Nachtwächter führten durch historische Altstadt
„Traumschiff“ ging in Neckargemünd vor Anker

Neckargemünd ist eine Reise wert, so lautete das Resümee von Astra Reisen, die bei ihrer Jahresabschlussfahrt einen Stopp am Neckar einlegten.
 

Nach dem Abendessen erwarteten die Dilsberger Nachtwächter die Passagiere der Flusskreuzfahrt und führten sie durch die historische Altstadt.
 

Heimatforscher Frans Hermans gab einen kurzen Überblick über prägnante städtische Gebäude sowie Begebenheiten und zum Abschluss sorgte Hans Mäser neben einem wärmenden Kürbispunsch, mit Edellikören und Wurzelbrot für einen gemütlichen Ausklang.
 

Astra Reisen bietet Flusskreuzfahrten in Europa an und die Kombination Fluss-Freizeit-Kultur hat sich bei den Teilnehmern bestens bewährt. Auf dieser Reise genossen überwiegend rüstige Senioren die gepflegte Atmosphäre an Bord des „Traumschiffes“ neben einem reichhaltigen kulturellen Programm.
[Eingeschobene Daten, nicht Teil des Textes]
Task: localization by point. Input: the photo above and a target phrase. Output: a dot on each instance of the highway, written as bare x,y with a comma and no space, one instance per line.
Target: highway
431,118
Die Chefin des Unternehmens, Annegret Struzyna, nahm vor ca. 3 Monaten mit Sabine Schweiger von der Touristinformation Kontakt auf, mit der Bitte, ein kleines abendliches Programm zusammen zu stellen. Nach kurzem Überlegen war der Gedanke geboren, mal eine andere Art von Stadtführung anzubieten und die Dilsberger Nachtwächter waren sofort bereit, sich auch außerhalb ihrer traditionellen Silvesterrunde, an einer abendlichen Führung zu beteiligen.
 

Am Neckarlauer, mit Blick auf das älteste Gebäude aus dem 13.Jahrhundert, das leider abgebrannte Hotel “Ritter“, in den bereits die Pfalzgrafen einkehrten, entboten die Nachtwächter zunächst ihren Willkommensgruß. Danach führte der Weg die Neckarstraße entlang, wo die Nachtwächter mit ihren leuchtenden Laternen und Hellebarden nicht nur optisch ein stimmungsvolles Bild abgaben, sondern auch zum sicheren Geleit der Gruppe beitrugen.
 

Vor dem Traditionslokal „Stadt Athen“ war zu erfahren, dass bereits 1840 Konsul Menzer einen Weinhandel mit griechischen Weinen in der Stadt betrieb. Vor dem alten Rathaus in der Hauptstraße ging Frans Hermans näher auf die Herkunft der Glocke ein, die aus der Glockengießerei Gosmann/Zimmermann stammt, ebenso wie die Bürgerglocke in Dilsberg.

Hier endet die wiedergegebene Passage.